L’Inspection Générale des Finances (IGF) vient de lever le voile sur un système de prédation institutionnalisé. Chiffres à l’appui, l’audit du fichier de la paie révèle un gouffre financier de 67 millions de dollars par mois. Entre « matricules fantaisistes » et agents multi-cartes, plongée dans les méandres d’une administration passée maître dans l’art de l’évaporation des fonds publics.
C’est un rapport qui fait l’effet d’une bombe dans les couloirs feutrés de la Primature et des ministères kinois. L’inspecteur chef de service Christophe Bitasimwa et ses équipes de l’IGF n’ont pas fait dans la dentelle : le fichier de la paie des agents et fonctionnaires de l’État congolais est une passoire. Le préjudice ? 149 milliards de francs congolais (soit 67,7 millions USD) qui s’envolent chaque mois dans la nature, ou plutôt dans les poches de « réseaux mafieux » particulièrement inventifs.
L’inventaire de l’absurde
Le communiqué de l’IGF détaille une mécanique de fraude presque surréaliste. Pour gonfler l’enveloppe globale, tous les ressorts ont été utilisés :
- 145 604 agents perçoivent un salaire avec des numéros matricules jugés « incorrects, fantaisistes ou fabriqués ».
- 53 328 agents disposent de plusieurs numéros sous une seule et même identité.
- 93 356 agents se partagent, comme par enchantement, le même numéro matricule.
Plus inquiétant encore pour la rigueur administrative, plus de 43 000 individus émargent au budget de l’État sans même figurer sur les listes déclaratives de leurs services d’origine. En clair, ils existent pour le comptable, mais pas pour leur employeur.
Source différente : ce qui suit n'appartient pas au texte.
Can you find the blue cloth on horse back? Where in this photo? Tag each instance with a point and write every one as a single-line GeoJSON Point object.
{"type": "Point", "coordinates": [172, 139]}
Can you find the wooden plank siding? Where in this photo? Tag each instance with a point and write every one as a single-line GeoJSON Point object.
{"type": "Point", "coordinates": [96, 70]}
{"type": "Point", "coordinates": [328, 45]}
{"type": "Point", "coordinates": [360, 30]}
Le club des « 961 » : les architectes du chaos
Au cœur de ce système, l’IGF pointe du doigt une élite de la fraude. 961 agents chargés du traitement de la paie se sont servis directement à la source. Le rapport souligne des cas d’une audace rare : certains noms apparaissent sur plus de 15 listes de paie différentes. Un cumul de mandats d’un genre nouveau qui permet à une poignée de fonctionnaires de vider les caisses du Trésor pendant que la base peine à joindre les deux bouts.
« Ce réseau mafieux sera transmis aux instances judiciaires », martèle l’IGF, promettant des poursuites pour ces « techniciens » de la spoliation.
La pression du FMI et l’urgence de Félix Tshisekedi
Ce grand déballage n’arrive pas par hasard. La semaine dernière, le Fonds Monétaire International (FMI) tirait la sonnette d’alarme : la masse salariale dévorerait désormais plus de la moitié du budget de l’État. Une trajectoire insoutenable pour une économie qui cherche désespérément de l’oxygène financier.
Face à la menace d’un étouffement de la trésorerie, le président Félix Tshisekedi a dû agir. Lors du dernier Conseil des ministres, le chef de l’État a ordonné un audit de l’état liquidatif de la paie. L’objectif est double : assainir les finances publiques pour rassurer les bailleurs de fonds, et garantir que les « vrais » fonctionnaires puissent être payés régulièrement sans que leur dû ne soit siphonné par des matricules fantômes.
Dans une RDC en quête de stabilité, la bataille de la paie ne fait que commencer. Mais avec 67 millions de dollars de pertes mensuelles identifiées, le gouvernement sait désormais où chercher ses premières économies.